Moving from just reacting to symptoms to actually controlling the disease process itself.

That's the core of chronic respiratory management.

Well, we hope this deep dive has helped to make these complex drugs a bit clearer and leaves you feeling more prepared.

Remember those key safety points and the why behind them.

Absolutely.

Take this knowledge, think about it, and go apply it safely and effectively.

Thanks for joining us.

β“˜ This audio and summary are simplified educational interpretations and are not a substitute for the original text.

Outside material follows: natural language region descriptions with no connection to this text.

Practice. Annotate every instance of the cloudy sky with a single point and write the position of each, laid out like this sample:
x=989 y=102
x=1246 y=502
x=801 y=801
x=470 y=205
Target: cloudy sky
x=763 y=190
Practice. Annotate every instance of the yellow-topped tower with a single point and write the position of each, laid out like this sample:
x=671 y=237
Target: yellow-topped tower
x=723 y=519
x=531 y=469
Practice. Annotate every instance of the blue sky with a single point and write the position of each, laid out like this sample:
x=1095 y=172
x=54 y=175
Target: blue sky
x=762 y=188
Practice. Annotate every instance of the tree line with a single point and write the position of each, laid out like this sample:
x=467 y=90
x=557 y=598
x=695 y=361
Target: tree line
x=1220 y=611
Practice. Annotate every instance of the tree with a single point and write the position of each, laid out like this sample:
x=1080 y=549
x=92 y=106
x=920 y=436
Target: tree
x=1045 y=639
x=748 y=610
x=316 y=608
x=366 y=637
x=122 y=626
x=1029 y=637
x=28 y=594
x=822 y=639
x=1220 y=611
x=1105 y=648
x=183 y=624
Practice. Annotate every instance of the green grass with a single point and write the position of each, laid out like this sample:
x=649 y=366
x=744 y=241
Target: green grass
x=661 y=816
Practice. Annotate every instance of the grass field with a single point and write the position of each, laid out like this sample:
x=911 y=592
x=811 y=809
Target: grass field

Chapter SummaryWhat this audio overview covers
Pharmacological management of respiratory disorders demands integration of normal airway physiology with targeted drug interventions across diverse patient populations and disease severities. Asthma develops through an inflammatory cascade initiated by allergen exposure, triggering immunoglobulin E-mediated mast cell degranulation that releases histamine, leukotrienes, and other inflammatory mediators, ultimately producing airway obstruction and bronchospasm. Status asthmaticus represents a life-threatening emergency requiring urgent therapeutic intervention. Chronic obstructive pulmonary disease encompasses both chronic bronchitis and emphysema, conditions driven by cigarette smoke exposure and genetic factors including alpha-1 antitrypsin deficiency that progressively destroy lung tissue and compromise airway patency. Treatment approaches employ multiple drug classes designed for either acute symptom relief or sustained disease control. Short-acting beta agonists provide rapid bronchodilation for rescue therapy, while long-acting formulations require concurrent anti-inflammatory medications to prevent adverse clinical outcomes. Anticholinergic medications address the parasympathetic component of bronchoconstriction, operating through distinct mechanisms than adrenergic agents. Xanthine derivatives deliver dual benefits of bronchodilation and respiratory stimulation but demand careful therapeutic drug monitoring to maintain safety margins and prevent toxicity. Non-bronchodilating strategies target underlying inflammation through leukotriene receptor antagonism, corticosteroid-mediated pathway suppression, phosphodiesterase-4 inhibition, and emerging monoclonal antibody therapies for severe asthma unresponsive to conventional treatment. Nursing practice requires comprehensive respiratory assessment skills, thorough medication and exposure history evaluation, patient instruction in proper inhalation device use, and systematic monitoring for adverse effects including cardiovascular stimulation, immunosuppression, and psychiatric manifestations. Age-related variations necessitate special consideration of pediatric growth complications and geriatric metabolic changes. Clinical safety prioritizes clear distinction between rescue and maintenance medications, accurate administration across various delivery systems, and prevention of medication errors that compromise therapeutic outcomes.